Porque Agustín Almodóbar no aprendió el turismo en un máster ni lo descubrió en un cargo. Nació en Benidorm, probablemente el laboratorio turístico más intenso de España y pertenece a la cuarta generación de una familia que ha vivido esta industria desde dentro. Hay una diferencia sustancial entre quien analiza el turismo y quien lo ha respirado desde la infancia: la segunda categoría produce una comprensión que ningún aula puede enseñar. Se nota en la fluidez con que articula conceptos que otros políticos tartamudean o reducen a consigna.
Su tesis central, expuesta con notable claridad, es tan sencilla como políticamente valiente: el problema de España no es el turismo, sino no saber gestionar el éxito del turismo. Cuando un sector alcanza el liderazgo mundial, la respuesta inteligente no es cuestionarlo sino prepararse para administrarlo mejor. Ningún país serio pone en el banquillo a su principal industria cuando bate récords. Lo que hace es invertir, planificar, ordenar y reforzar.
Para quienes llevamos años escuchando el debate público sobre turismo con cierta desesperación, oscilando entre la demagogia «anti-turista» de unos y el triunfalismo vacío de otros, escuchar este enfoque en boca de un portavoz parlamentario produce una sensación infrecuente: tranquilidad.

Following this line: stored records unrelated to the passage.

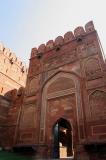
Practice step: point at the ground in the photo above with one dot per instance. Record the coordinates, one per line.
(11, 156)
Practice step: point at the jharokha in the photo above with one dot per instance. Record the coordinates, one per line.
(61, 110)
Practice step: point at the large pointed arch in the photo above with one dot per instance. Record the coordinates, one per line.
(76, 80)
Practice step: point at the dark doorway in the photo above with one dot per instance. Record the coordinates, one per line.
(62, 139)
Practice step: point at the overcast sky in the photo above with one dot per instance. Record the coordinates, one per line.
(25, 24)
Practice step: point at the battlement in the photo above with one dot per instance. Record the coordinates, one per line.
(78, 33)
(12, 58)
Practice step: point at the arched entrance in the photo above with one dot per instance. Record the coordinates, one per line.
(62, 139)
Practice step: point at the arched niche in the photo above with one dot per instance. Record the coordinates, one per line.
(92, 69)
(33, 86)
(97, 101)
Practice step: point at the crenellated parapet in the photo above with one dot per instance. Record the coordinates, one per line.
(13, 71)
(8, 54)
(78, 33)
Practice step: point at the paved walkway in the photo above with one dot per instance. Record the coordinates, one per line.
(11, 156)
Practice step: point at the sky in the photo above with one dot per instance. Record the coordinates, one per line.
(25, 24)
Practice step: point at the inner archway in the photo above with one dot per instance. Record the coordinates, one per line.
(62, 139)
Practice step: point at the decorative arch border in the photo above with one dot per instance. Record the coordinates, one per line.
(79, 111)
(90, 58)
(101, 90)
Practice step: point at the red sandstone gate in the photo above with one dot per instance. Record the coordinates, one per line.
(61, 98)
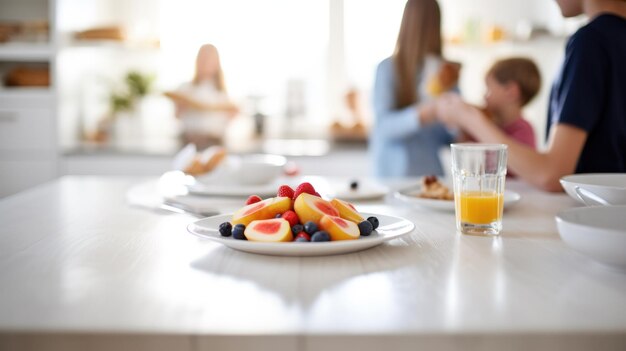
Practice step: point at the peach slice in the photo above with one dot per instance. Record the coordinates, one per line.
(265, 209)
(339, 228)
(269, 230)
(347, 210)
(311, 208)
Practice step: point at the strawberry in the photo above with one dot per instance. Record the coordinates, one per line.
(253, 199)
(291, 217)
(285, 191)
(305, 187)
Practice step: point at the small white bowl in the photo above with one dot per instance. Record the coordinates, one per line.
(598, 232)
(611, 187)
(256, 169)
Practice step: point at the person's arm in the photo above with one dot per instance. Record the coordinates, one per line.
(542, 169)
(392, 123)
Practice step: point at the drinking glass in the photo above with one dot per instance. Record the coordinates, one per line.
(478, 172)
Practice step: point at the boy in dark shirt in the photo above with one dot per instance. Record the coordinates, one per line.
(587, 112)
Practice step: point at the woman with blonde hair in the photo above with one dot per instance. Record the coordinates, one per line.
(202, 105)
(406, 137)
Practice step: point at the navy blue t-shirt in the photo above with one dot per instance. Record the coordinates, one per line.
(590, 93)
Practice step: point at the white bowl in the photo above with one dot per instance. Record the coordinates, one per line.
(598, 232)
(611, 187)
(257, 169)
(253, 169)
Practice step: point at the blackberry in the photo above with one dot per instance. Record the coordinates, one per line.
(226, 229)
(238, 232)
(366, 228)
(310, 227)
(320, 236)
(374, 221)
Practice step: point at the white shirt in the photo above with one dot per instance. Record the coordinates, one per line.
(194, 121)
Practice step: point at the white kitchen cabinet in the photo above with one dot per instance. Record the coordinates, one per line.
(28, 118)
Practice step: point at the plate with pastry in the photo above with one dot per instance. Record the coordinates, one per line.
(436, 194)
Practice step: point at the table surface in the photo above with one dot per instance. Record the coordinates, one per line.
(75, 259)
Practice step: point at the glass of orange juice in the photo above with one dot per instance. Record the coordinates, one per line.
(479, 171)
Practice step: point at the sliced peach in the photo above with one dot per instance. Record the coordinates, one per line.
(265, 209)
(311, 208)
(269, 230)
(347, 210)
(339, 228)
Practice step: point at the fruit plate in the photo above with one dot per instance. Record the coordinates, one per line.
(391, 227)
(409, 196)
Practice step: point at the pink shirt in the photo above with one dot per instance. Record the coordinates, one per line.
(521, 131)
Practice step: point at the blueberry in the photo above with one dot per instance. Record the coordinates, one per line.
(366, 228)
(297, 229)
(354, 185)
(310, 227)
(226, 229)
(374, 221)
(320, 236)
(238, 232)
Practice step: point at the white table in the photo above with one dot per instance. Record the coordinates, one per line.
(79, 269)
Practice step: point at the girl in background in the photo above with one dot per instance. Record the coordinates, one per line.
(587, 109)
(406, 137)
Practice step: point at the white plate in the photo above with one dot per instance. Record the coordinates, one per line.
(235, 189)
(366, 190)
(611, 187)
(390, 228)
(597, 232)
(409, 196)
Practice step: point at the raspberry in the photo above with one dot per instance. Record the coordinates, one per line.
(291, 217)
(253, 199)
(305, 187)
(285, 191)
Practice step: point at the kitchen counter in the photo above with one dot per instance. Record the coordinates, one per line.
(313, 156)
(80, 269)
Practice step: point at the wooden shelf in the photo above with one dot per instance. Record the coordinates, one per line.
(26, 52)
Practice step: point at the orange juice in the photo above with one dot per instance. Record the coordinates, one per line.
(479, 207)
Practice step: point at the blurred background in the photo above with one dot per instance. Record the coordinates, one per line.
(301, 72)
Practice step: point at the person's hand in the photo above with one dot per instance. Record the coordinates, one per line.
(427, 112)
(451, 109)
(232, 110)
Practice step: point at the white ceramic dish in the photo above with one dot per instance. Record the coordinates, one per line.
(598, 232)
(366, 190)
(249, 170)
(390, 228)
(409, 196)
(611, 187)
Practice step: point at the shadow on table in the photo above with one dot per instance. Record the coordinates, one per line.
(305, 279)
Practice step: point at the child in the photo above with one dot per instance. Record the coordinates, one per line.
(405, 138)
(511, 84)
(587, 109)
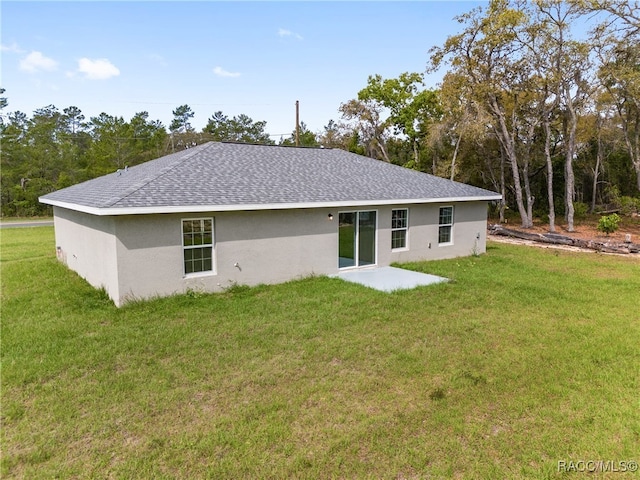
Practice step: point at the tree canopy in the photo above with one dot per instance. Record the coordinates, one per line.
(526, 107)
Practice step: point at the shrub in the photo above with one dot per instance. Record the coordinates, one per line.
(609, 223)
(580, 210)
(629, 205)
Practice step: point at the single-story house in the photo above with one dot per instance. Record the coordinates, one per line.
(220, 214)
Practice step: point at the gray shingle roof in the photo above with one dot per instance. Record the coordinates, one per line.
(237, 175)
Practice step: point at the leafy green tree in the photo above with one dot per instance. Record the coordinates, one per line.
(181, 122)
(412, 108)
(488, 56)
(365, 118)
(242, 128)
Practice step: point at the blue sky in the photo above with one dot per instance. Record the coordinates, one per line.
(255, 58)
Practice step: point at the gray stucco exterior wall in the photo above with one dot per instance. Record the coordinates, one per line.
(141, 256)
(87, 245)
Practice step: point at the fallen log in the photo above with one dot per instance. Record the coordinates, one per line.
(557, 239)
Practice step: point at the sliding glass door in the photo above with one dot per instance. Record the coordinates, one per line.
(357, 239)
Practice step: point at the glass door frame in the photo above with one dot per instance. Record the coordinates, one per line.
(356, 240)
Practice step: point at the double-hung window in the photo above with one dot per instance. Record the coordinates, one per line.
(445, 226)
(399, 228)
(197, 245)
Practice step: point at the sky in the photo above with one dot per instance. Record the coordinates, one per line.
(252, 58)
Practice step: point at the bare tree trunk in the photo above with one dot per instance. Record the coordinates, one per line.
(503, 187)
(596, 171)
(510, 150)
(547, 154)
(383, 151)
(455, 155)
(634, 153)
(568, 164)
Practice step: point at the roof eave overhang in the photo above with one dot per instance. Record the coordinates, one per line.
(110, 211)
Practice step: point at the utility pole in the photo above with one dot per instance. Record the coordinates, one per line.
(297, 123)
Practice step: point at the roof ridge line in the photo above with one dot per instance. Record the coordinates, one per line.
(137, 186)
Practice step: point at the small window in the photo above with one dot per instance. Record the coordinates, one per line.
(399, 228)
(445, 225)
(197, 242)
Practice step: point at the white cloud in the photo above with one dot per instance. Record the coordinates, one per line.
(221, 72)
(283, 32)
(99, 69)
(159, 59)
(13, 48)
(36, 61)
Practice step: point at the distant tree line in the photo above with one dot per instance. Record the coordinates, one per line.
(525, 108)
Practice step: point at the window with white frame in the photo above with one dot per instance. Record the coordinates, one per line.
(399, 228)
(445, 225)
(197, 245)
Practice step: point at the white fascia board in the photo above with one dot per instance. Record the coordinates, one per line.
(110, 211)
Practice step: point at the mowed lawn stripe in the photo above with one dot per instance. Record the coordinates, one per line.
(526, 358)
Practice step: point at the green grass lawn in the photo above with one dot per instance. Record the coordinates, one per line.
(527, 358)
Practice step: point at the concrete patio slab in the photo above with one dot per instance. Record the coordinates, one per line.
(389, 279)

No es el lenguaje de quien recita un documento de partido. Es el lenguaje de alguien que ha estado en el terreno, que ha hablado con empresarios, alcaldes de municipios turísticos, trabajadores de temporada y profesionales de toda la cadena de valor. Lo demuestra también su libro Turismo. El oro silencioso que sostiene a España, cuyo título ya es en sí mismo una declaración de principios: el turismo no es un sector ruidoso ni vistoso políticamente, pero sostiene silenciosamente una porción decisiva del bienestar español.
Hay una frase suya que merece subrayarse: «El problema nunca suele ser el éxito. El problema es no prepararse para administrarlo.» Es una afirmación que desmonta con elegancia el relato de quienes han intentado convertir al turismo en chivo expiatorio de la presión sobre la vivienda, la movilidad o los servicios públicos. Esos problemas son reales. Pero su causa es la falta de planificación, no la llegada de visitantes.
El SKAL Madrid, que ejerce un liderazgo reconocido entre los clubes SKAL de España y del mundo por su dinamismo y rigor en la selección de interlocutores, acertó plenamente al elegir a Almodóbar como cierre de temporada. En una época en que los representantes más visibles del espacio político suelen ser los más estridentes, dar la palabra a quien tiene algo concreto que decir —y la trayectoria para respaldarlo— es en sí mismo un acto de higiene intelectual.
Da tranquilidad saber que en las Cortes hay un vocero del turismo que conoce el sector desde sus cimientos. Lo que preocupa es que no siempre sea esa voz la que más se escuche.